Even though this question isn't really about compression, I don't mind answers listing formats that combine archiving and compression (like zip), in which case "solid compression" will matter.
Best Answer
It sounds like speed & efficiency of extraction are your main concerns, and I'm assuming you're using linux or macOS so want to preserve special file attributes (the ones zip & 7z ignore). In that case, an excellent archive format would be:
An ext[2/3/4] filesystem - Just copy the files somewhere, then extracting a single file is as quick & easy as mounting & reading the original file. You could put the whole archive filesystem inside a single archive file if you wish, just create a file big enough & format it & mount it (don't even need the
-o loop
option anymore).Pros:
A nice bonus is you can easily add encryption (LUKS) to the whole archive file too, or any other encryption the filesystem supports (eCryptFS, EncFS, etc).
You can also use rsync-based backup solutions easily.
It's easy to add/delete files (up to the overall archive file's size).
Cons:
resize2fs
to shrink the filesystem, thentruncate
to shrink the file (or vice versa to expand).The same filesystem you're already using, in case you're using macOS and it likes something other than ext. I'm pretty sure macOS's mount command works with a single large archive file too.

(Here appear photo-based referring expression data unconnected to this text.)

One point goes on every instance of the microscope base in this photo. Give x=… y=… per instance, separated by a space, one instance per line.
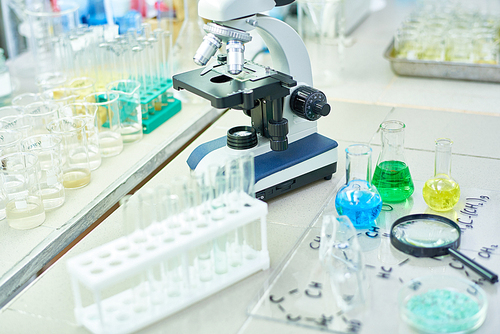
x=276 y=172
x=297 y=182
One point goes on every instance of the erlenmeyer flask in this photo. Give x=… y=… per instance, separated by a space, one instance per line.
x=358 y=199
x=441 y=192
x=392 y=176
x=342 y=258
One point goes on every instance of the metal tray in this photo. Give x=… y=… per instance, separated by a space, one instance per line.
x=438 y=69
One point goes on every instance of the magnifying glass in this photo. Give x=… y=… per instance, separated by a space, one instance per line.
x=427 y=235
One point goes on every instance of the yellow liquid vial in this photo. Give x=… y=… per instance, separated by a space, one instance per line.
x=76 y=178
x=441 y=193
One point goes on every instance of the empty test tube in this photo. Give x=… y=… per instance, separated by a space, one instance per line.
x=218 y=183
x=250 y=231
x=136 y=238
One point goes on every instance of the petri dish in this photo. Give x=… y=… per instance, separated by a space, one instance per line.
x=442 y=304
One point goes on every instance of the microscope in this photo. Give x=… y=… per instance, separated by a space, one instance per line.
x=280 y=101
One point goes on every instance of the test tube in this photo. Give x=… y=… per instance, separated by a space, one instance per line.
x=205 y=263
x=234 y=181
x=132 y=216
x=218 y=183
x=250 y=231
x=166 y=49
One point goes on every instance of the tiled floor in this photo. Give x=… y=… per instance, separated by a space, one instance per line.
x=365 y=94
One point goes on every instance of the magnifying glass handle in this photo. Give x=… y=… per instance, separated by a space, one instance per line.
x=479 y=269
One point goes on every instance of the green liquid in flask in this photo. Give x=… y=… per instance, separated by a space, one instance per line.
x=393 y=181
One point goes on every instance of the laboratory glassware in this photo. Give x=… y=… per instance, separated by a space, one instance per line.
x=392 y=175
x=5 y=82
x=340 y=256
x=76 y=164
x=60 y=96
x=41 y=114
x=442 y=304
x=188 y=40
x=48 y=27
x=11 y=111
x=87 y=112
x=51 y=80
x=25 y=99
x=10 y=141
x=442 y=192
x=48 y=150
x=20 y=183
x=427 y=235
x=20 y=123
x=104 y=273
x=107 y=119
x=129 y=106
x=358 y=199
x=81 y=87
x=321 y=25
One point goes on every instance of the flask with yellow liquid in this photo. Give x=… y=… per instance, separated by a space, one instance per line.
x=441 y=192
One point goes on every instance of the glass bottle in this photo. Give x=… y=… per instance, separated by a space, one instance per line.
x=359 y=199
x=441 y=192
x=392 y=176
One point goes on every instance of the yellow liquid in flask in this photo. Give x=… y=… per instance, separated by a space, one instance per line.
x=441 y=193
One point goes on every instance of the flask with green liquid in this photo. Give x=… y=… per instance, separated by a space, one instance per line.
x=392 y=176
x=441 y=192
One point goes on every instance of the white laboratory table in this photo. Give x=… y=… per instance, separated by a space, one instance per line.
x=363 y=94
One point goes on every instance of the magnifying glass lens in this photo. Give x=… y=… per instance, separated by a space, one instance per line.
x=426 y=233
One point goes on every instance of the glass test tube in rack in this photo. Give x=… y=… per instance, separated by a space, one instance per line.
x=157 y=270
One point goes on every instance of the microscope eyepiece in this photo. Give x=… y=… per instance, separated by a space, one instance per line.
x=207 y=49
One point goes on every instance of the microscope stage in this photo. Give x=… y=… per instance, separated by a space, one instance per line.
x=227 y=91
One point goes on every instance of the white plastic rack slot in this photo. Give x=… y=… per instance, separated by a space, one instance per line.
x=123 y=286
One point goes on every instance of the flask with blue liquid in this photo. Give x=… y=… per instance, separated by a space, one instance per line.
x=358 y=199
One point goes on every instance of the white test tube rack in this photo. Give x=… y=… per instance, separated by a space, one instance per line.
x=111 y=264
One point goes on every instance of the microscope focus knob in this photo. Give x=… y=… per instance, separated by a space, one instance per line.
x=309 y=103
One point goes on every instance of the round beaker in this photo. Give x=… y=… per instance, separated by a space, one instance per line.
x=20 y=184
x=11 y=111
x=82 y=87
x=48 y=28
x=129 y=105
x=358 y=199
x=48 y=150
x=86 y=111
x=51 y=80
x=20 y=123
x=60 y=96
x=321 y=27
x=41 y=114
x=392 y=176
x=10 y=141
x=107 y=120
x=25 y=99
x=76 y=165
x=441 y=192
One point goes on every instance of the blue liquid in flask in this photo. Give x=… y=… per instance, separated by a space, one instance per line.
x=357 y=201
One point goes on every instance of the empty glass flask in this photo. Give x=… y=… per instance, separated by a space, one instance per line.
x=359 y=199
x=392 y=176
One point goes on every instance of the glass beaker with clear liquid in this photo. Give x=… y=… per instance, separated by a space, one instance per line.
x=441 y=192
x=392 y=176
x=359 y=199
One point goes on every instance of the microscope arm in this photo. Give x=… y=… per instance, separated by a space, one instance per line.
x=287 y=49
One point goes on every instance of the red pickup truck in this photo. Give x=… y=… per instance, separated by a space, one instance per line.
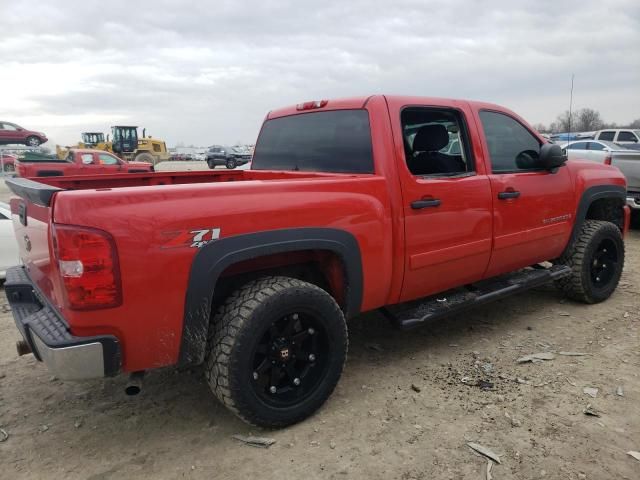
x=80 y=162
x=420 y=207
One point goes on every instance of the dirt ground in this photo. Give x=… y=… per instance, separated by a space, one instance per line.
x=405 y=408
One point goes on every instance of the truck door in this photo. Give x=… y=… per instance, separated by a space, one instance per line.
x=446 y=200
x=533 y=207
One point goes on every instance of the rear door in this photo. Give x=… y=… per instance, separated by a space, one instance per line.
x=532 y=207
x=446 y=198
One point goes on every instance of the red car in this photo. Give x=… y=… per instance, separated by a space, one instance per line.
x=8 y=162
x=11 y=133
x=350 y=206
x=80 y=161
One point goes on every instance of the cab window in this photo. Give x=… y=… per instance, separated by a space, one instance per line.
x=435 y=142
x=107 y=159
x=512 y=147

If you do want some compression also, that's usually where the solid archives & slow reading comes in. Some filesystems support compression directly (btrfs, reiserfs/reiser4, planned for ext?) but I'd just go with:
SquashFS - It might be the compression King, saves file attributes, and allows quick extraction of a single file (mounting & browsing of every file in fact). It's great for archives too, and has adjustable levels of compression, use it.
Or perhaps combine it with incremental backups & overlay mounts for a nice "partial backups but full files" solution.
A con is it's impossible to increase or shrink the size of the archive, or add/delete files.
Or just use an existing backup product (Time Machine?).
If you really wanted to use an archive like 7z/zip anyway, but still keep the file attributes, you could tar each file individually (saving the attributes) then store the separate tar files in a 7z/zip archive. It needs an extra step with more hassles, but would let you easily extract a single (tar'd) file, and expand or shrink the archive without re-compressing everything (if it's not a solid archive).